With a single screen in your hands, you could — in the span of a few minutes and a few taps — track your sugar level, check your urine for markers, keep a cardio-health journal, search for cancer clinical trials, check in with your therapist, do a basic diagnosis of your pain, and book a doctor’s appointment. The boom of smart technology in the past decade is reflected very well in the healthcare industry.
The catch, of course, is the comfortable assumption that everybody owns a high-end smartphone with good Internet connectivity. Furthermore, does everyone have access to healthcare professionals? According to the National Health Profile released last year, one allopathic doctor in India attends to 11,000 people. And that’s the average; the situation worsens in states such as Bihar and Uttar Pradesh.
Every person, no matter what their financial status, has the right to benefit from health services. With this as the motto, the World Health Organization decided on universal health coverage as their theme for World Health Day this year — ‘health for all’.
Even as the rhetoric on Ayushman Bharat rises and quality, affordable healthcare plummets, Indian technology startups have been silently working towards making healthcare less expensive, and reachable to everyone. Here’s how.

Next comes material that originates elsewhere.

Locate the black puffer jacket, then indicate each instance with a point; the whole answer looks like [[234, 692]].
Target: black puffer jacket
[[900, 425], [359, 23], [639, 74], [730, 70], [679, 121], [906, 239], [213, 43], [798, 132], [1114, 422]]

Bringing doctors to villages
Since 2016, the rural districts of Haryana have been dotted by brick-and-mortar kiosks. Frequented by villagers in need of primary healthcare, these centres were set up by Ajoy Khandheria, and his Gurugram-based company, Gramin Healthcare. “We wanted to institutionalise healthcare in areas where there is no accessibility, to bring down costs of travel,” says Sonia Vohra, operations head at Gramin Healthcare.
Inside the primary healthcare centres are nurses; doctors are available on screen remotely, performing diagnoses with the help of telemedicine. Each patient is given a health card, and their medical history is digitised. In the three years of their operations, they have expanded to over 120 centres, in Haryana, Rajasthan, Uttar Pradesh, West Bengal, Bihar and Madhya Pradesh.

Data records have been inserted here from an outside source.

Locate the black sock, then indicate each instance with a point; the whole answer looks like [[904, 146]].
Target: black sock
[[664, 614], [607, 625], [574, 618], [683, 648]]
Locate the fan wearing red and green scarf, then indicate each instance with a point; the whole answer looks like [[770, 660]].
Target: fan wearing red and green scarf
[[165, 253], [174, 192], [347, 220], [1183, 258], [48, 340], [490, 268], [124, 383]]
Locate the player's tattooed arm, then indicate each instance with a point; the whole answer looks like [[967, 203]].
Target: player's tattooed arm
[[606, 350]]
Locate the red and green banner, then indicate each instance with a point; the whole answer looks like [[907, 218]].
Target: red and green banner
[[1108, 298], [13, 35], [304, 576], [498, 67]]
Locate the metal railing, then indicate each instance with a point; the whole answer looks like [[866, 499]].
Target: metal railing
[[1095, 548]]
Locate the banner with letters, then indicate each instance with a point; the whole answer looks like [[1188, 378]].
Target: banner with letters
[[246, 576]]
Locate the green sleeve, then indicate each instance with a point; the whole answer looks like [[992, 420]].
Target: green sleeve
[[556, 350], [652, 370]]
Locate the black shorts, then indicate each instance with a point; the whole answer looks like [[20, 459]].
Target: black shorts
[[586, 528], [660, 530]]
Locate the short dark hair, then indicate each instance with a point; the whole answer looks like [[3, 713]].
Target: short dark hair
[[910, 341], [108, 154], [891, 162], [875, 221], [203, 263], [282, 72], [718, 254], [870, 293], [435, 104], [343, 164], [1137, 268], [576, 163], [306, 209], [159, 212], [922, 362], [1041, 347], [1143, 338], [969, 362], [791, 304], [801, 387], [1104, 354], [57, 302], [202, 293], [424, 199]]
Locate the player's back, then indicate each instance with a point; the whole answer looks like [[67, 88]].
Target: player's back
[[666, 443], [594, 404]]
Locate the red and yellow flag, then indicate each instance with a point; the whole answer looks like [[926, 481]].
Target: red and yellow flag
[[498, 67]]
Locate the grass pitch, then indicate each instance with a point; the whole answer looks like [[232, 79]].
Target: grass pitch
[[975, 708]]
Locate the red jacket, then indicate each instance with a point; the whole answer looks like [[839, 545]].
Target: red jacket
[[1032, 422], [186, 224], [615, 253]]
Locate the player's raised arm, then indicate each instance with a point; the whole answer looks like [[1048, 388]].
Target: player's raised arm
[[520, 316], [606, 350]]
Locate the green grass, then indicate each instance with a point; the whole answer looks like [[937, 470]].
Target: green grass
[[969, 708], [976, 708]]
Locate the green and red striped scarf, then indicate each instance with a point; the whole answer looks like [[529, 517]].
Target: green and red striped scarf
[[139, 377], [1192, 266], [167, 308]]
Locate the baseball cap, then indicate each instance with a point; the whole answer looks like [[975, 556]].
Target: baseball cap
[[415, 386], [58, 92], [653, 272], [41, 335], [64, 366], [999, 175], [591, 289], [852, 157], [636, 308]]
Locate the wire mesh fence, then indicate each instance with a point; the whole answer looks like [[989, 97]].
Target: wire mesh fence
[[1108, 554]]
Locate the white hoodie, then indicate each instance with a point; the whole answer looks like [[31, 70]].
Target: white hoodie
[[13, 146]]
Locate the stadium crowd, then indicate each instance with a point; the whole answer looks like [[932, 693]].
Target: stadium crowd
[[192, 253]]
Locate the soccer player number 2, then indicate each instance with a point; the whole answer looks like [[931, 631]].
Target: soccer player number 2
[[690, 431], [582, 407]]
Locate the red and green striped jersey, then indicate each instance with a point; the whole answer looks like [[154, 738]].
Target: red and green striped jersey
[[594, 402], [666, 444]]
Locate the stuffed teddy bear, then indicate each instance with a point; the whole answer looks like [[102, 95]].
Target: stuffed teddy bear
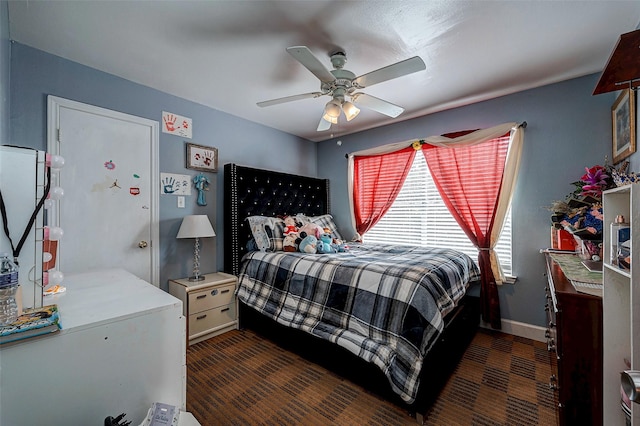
[[310, 229], [308, 244], [324, 244], [290, 225], [290, 241]]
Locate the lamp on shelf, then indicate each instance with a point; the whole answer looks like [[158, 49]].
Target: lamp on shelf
[[196, 226]]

The company, that is working with the Ayushman Bharat scheme to offer tertiary services, now also has three poly-clinics, which “will employ three to four specialised doctors,” says Sonia.
“One individual can’t create the difference that is required in rural India, hence our model allows communities and corporates to come together and make the difference at the last-mile level.”

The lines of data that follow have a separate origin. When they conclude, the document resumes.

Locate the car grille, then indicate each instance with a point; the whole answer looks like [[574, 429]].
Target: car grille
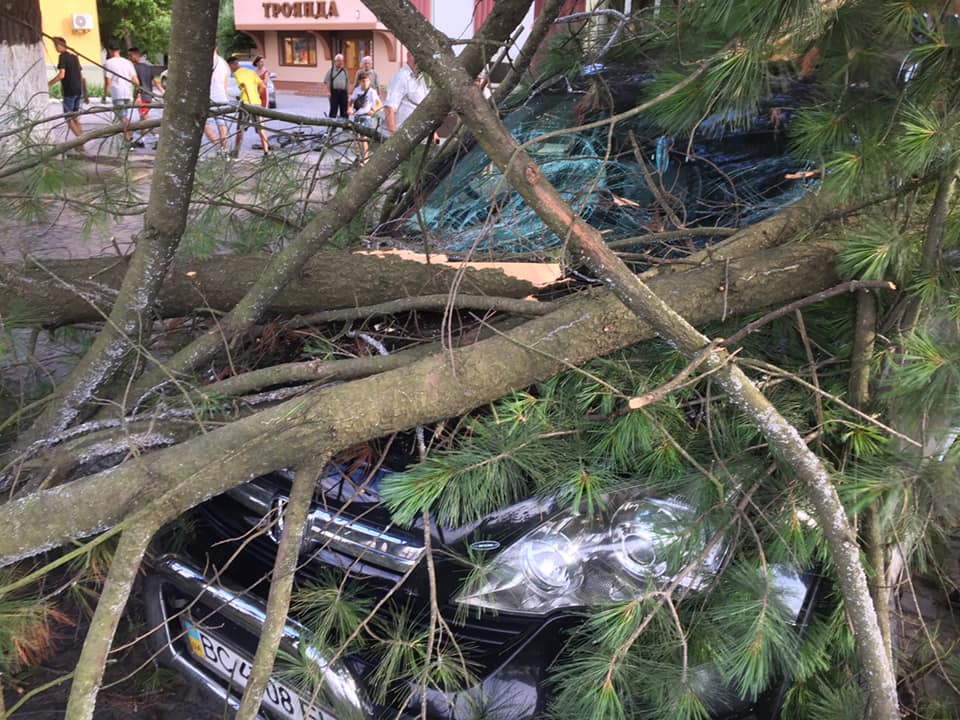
[[486, 640]]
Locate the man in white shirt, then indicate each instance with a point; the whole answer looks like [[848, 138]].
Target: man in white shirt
[[120, 77], [406, 91], [219, 80]]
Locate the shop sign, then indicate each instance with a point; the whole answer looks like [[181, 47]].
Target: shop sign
[[301, 9]]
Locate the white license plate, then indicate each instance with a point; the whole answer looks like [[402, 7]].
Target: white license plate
[[278, 698]]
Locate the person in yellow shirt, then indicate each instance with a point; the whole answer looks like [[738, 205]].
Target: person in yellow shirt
[[250, 85]]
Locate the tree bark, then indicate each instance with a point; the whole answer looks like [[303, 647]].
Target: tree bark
[[281, 587], [446, 384], [586, 242], [51, 293]]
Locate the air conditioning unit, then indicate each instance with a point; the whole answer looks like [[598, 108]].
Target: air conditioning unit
[[82, 23]]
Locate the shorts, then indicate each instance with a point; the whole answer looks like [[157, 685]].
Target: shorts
[[364, 120], [72, 103], [123, 109], [143, 108], [247, 119]]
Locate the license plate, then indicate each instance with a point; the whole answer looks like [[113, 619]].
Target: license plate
[[281, 700]]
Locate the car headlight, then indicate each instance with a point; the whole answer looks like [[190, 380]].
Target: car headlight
[[585, 559]]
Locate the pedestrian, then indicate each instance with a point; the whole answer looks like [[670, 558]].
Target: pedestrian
[[215, 128], [337, 83], [250, 86], [366, 65], [260, 68], [120, 78], [71, 85], [364, 103], [407, 90], [149, 81]]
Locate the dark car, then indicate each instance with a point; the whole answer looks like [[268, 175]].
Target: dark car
[[512, 586], [208, 602]]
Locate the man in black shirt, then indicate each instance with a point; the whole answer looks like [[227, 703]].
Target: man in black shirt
[[71, 81]]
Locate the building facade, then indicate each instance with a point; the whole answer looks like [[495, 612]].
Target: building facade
[[300, 38]]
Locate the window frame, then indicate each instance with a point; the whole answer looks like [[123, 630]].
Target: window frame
[[283, 36]]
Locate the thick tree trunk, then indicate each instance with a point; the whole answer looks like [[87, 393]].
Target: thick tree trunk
[[447, 384], [184, 113], [51, 293]]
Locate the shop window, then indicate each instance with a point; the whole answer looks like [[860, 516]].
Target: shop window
[[298, 49]]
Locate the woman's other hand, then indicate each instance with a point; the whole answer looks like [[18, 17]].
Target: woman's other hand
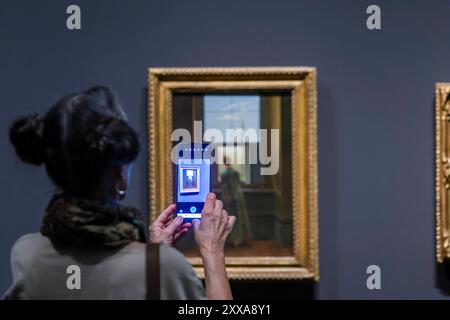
[[212, 231], [166, 229]]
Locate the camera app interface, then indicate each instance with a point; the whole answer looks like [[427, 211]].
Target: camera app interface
[[193, 176]]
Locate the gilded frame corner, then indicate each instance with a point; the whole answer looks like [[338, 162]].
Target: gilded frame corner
[[442, 155], [302, 83]]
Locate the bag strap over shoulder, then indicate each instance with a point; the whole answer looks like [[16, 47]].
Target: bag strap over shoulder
[[152, 271]]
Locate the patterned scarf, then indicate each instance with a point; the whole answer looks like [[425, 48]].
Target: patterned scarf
[[73, 221]]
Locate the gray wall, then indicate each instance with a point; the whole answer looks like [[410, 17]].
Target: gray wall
[[375, 110]]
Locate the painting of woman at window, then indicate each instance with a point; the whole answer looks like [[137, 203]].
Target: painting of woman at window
[[234, 203]]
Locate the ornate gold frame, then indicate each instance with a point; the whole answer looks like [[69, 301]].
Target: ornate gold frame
[[442, 114], [302, 83]]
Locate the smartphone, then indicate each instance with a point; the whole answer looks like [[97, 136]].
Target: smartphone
[[193, 179]]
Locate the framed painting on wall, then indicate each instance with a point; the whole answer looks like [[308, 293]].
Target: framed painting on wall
[[271, 114]]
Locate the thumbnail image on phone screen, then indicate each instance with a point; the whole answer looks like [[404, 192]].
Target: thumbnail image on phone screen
[[193, 180]]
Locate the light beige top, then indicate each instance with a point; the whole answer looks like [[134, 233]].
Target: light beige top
[[39, 272]]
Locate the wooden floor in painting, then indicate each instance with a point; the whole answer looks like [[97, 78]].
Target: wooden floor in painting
[[254, 248]]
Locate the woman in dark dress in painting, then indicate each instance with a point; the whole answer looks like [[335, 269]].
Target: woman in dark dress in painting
[[234, 204]]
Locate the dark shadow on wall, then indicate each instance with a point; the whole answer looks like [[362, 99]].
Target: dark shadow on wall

Companies such as Forus Health have focussed on creating medical equipment that makes remote diagnosis easier.
Diagnosis on the cloud
Started in 2010, its first product was 3Nethra Classic, a device that does retinal imaging, with the aim of catching conditions that could cause blindness. “We create cheap, portable products, that can be installed in remote locations. The images are sent to ophthalmologists in cities, who then recommend the next course of action,” says K Chandrasekhar, founder of Forus Health.
In strengthening the roots of his company, Chandrasekhar has personally held screening camps in Tier-4 and 5 cities, from Nandurbar and Sindhudurg in Maharashtra, to villages around Puri in Odisha, and Pavagada, Tumkur in Karnataka, besides camps 14,000 feet above sea level in Leh.
“My first camp was in Madurai, where we met one person who found out that he had diabetes only after the screening. That’s the thing, in India 80% of blindness is preventable; patients only get their eyes checked in the later stages,” he says.

The main difficulty in getting equipment to remote places, according to Chandrasekhar, is the poor condition of the roads. “Optical equipment is very sensitive, so the challenge was to make it rugged enough to travel in autos, cars and buses,” he says.
With a global presence now — 3Nethra is also available in Nigeria, Kenya, and the Amazon basin — it is headed to scaling up its operations by collaborating with Microsoft. “We partnered with Microsoft that created an artificial intelligence engine to grade the retinal images as normal and abnormal, before they go to a doctor. That makes the diagnosis much faster and more efficient,” he says.
AI steps in
But what if you could eliminate the need for a doctor completely for a primary diagnosis? Let’s look at another start-up ChironX, also working in the retinal imaging space.
Started in 2017 by Sombodhi Ghosh, Mausumi Acharyya and Rito Maitra, ChironX has developed a method of analysing fundus images (the image of the back of the retina) using artificial intelligence. The software will then tell you if your fundus image steers away from the normal, indicating whether you have any cardiovascular conditions, hypertension or diabetes.
“You only have so many retinal specialists to analyse images. And those ophthalmologists are on a rotational basis at different hospitals,” says Rito. Instead, the startup uses machine learning to feed millions of images into the computer, until it can identify a normal, ideal image from a dysfunctional one. Collecting that data wasn’t easy, he says, because India doesn’t have a very strong electronic record system. “The AI can get you a diagnosis within a minute,” he claims. For this, the startup has teamed up with hospitals such as Dr Shroff's Charity Eye Hospital in New Delhi, and with ones in rural areas of Haryana. It has also done camps in rural Karnataka and suburbs of Kolkata. Adds Rito, “We are now working with the Maharashtra Government to employ our AI in Nandurbar and Wardha.”